Unless you have an immediate need for those points today, there looks to be no reason to rush into this. Incentives tend to “peak and valley” where sales spike with expiring incentives, lull in its aftermath, then get goosed again to spur sales. While we may never see those kinds of incentives again, we will likely see something better than what they’re offering today.
If you’re bent on buying, tell your guide that if they are insisting on selling you a September UY, that you’ll wait until August next year, or until better incentives come along, before you buy.
That said, everything about this thread screams that it’s a questionable purchasing decision for you, and rightly gave you pause from the start.
Let’s remove the time sensitive incentives for a minute and look at the bigger picture.
You went from being a “never Riviera” to being ready to drop $25K-$30K on Riviera. What changed? Resale restrictions are the same.

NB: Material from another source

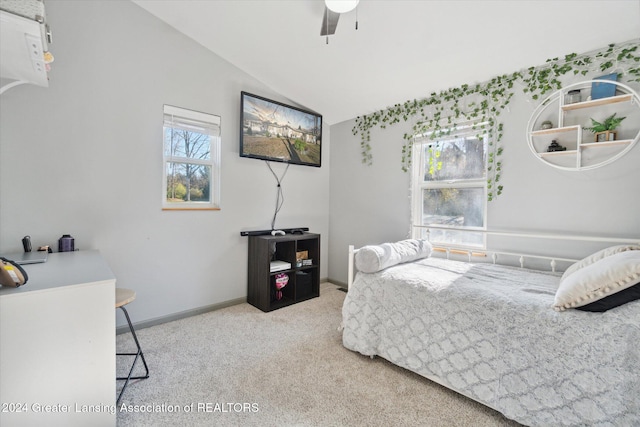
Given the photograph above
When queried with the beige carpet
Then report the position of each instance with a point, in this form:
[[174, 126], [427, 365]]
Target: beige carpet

Point charts are the same. Annual dues are the same (for now). So were those pain points resolved for you at $12/point? (the difference between buying yesterday and waiting to think this through more).
You repeatedly mention AKV and lament not buying in at $100/point. Today, it could be negotiated for maybe $10/point more. Is that price difference really so cost prohibitive that you would choose to buy a resort you consider “just a hotel” in place of what you describe as an “escape” from your day-to-day? If you end up constantly trading in your Riviera points to stay at AKV, that would be a pricey choice ripe for remorse.
Your buying decision seems to have pivoted on the possibility of losing your job. That alone is a red flag. In today’s economy and the uncertainty of everything, the threat of furloughs could see a resurgence (some could argue that’s never abated). If it does and you did lose your job, could you afford to take a big financial hit to walk away? This has nothing to do with Riviera, it’s a question of whether
DVC makes sense at all.
The Riviera is a gorgeous resort and I have been tempted by its siren songs since it’s inception. There are a lot of great reasons to own there, but saving $12/point shouldn’t be one of them, especially when every other indication is that your heart longs to be 5 miles west.